I would like to ask your opinion on how to choose a similarity measure. I have a set of vectors of length N, each element of which can contain either 0 or 1. The vectors are actually ordered sequences, so the position of each element is important. Suppose I have three vectors of length 10, x_1 x2, x3: x1 has three 1 at positions 6,7,8 (indexes start from 1. Both x2 and x3 have an additional 1, but x2 has it in position 9 while x3 has it in position 1. I am looking for a metric according to which x1 is more similar to x2 than to x3, in that the additional 1 is closer to the "bulk" of ones. I guess this is a relatively common problem, but I am confused on the best way to approach it. Many thanks in advance!

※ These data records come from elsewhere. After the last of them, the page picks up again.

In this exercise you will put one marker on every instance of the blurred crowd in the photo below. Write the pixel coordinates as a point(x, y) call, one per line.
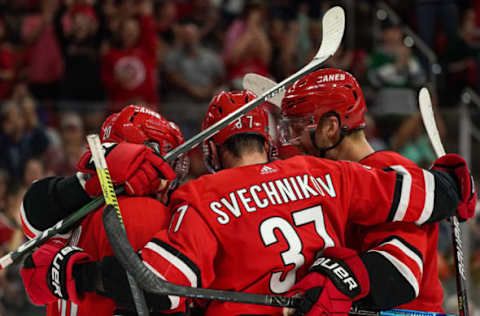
point(66, 64)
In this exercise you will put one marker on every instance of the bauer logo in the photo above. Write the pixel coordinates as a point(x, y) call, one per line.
point(106, 132)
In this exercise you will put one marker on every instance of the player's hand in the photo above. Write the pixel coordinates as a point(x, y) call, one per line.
point(136, 166)
point(456, 166)
point(48, 273)
point(336, 279)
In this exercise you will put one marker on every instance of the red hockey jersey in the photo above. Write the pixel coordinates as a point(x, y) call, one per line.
point(257, 228)
point(412, 250)
point(142, 216)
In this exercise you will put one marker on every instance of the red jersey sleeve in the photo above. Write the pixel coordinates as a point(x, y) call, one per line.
point(185, 253)
point(396, 194)
point(147, 37)
point(402, 246)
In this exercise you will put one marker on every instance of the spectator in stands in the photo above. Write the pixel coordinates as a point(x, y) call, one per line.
point(21, 137)
point(395, 73)
point(7, 64)
point(463, 58)
point(195, 72)
point(43, 57)
point(62, 159)
point(129, 67)
point(430, 13)
point(4, 180)
point(283, 32)
point(81, 89)
point(247, 47)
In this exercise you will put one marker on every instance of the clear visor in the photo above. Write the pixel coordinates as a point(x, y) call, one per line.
point(291, 129)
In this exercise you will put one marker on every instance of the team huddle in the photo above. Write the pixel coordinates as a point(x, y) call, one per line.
point(337, 224)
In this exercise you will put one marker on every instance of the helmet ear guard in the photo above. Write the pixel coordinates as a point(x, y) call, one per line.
point(254, 122)
point(139, 124)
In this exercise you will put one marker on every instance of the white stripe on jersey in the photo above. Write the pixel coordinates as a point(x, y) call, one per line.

One thing you could do is fuzzify your vectors: replace each 1 by (for example) 0.4 in its position, 0.2 in the neighbouring positions, and 0.1 in the second position over. Then add up what's in each position. With these fuzzified vectors, you can apply a similarity metric either based on a distance or one like cosines similarity. Your example would produce: (showing only first decimal)
0000011100 -> 0001378731
0000011110 -> 0001378873
1000011100 -> 4211378731
cos(x1, x2) = 0.9613, cos(x1,x3) = 0.9469
If speed isn't a great concern you could use a KDE with a high bandwidth to pick up the similarity between neighboring elements, then an appropriate metric like the K-L divergence. Similarity and divergence are complementary, of course, so as a final step you would have to relate them; e.g.,
sim(A, B) = exp[- KLD(A, B)]
Another possibility is the Earth Mover's Distance. I applied it to Computer Vision, but I think that it may be adapted to your specific problem.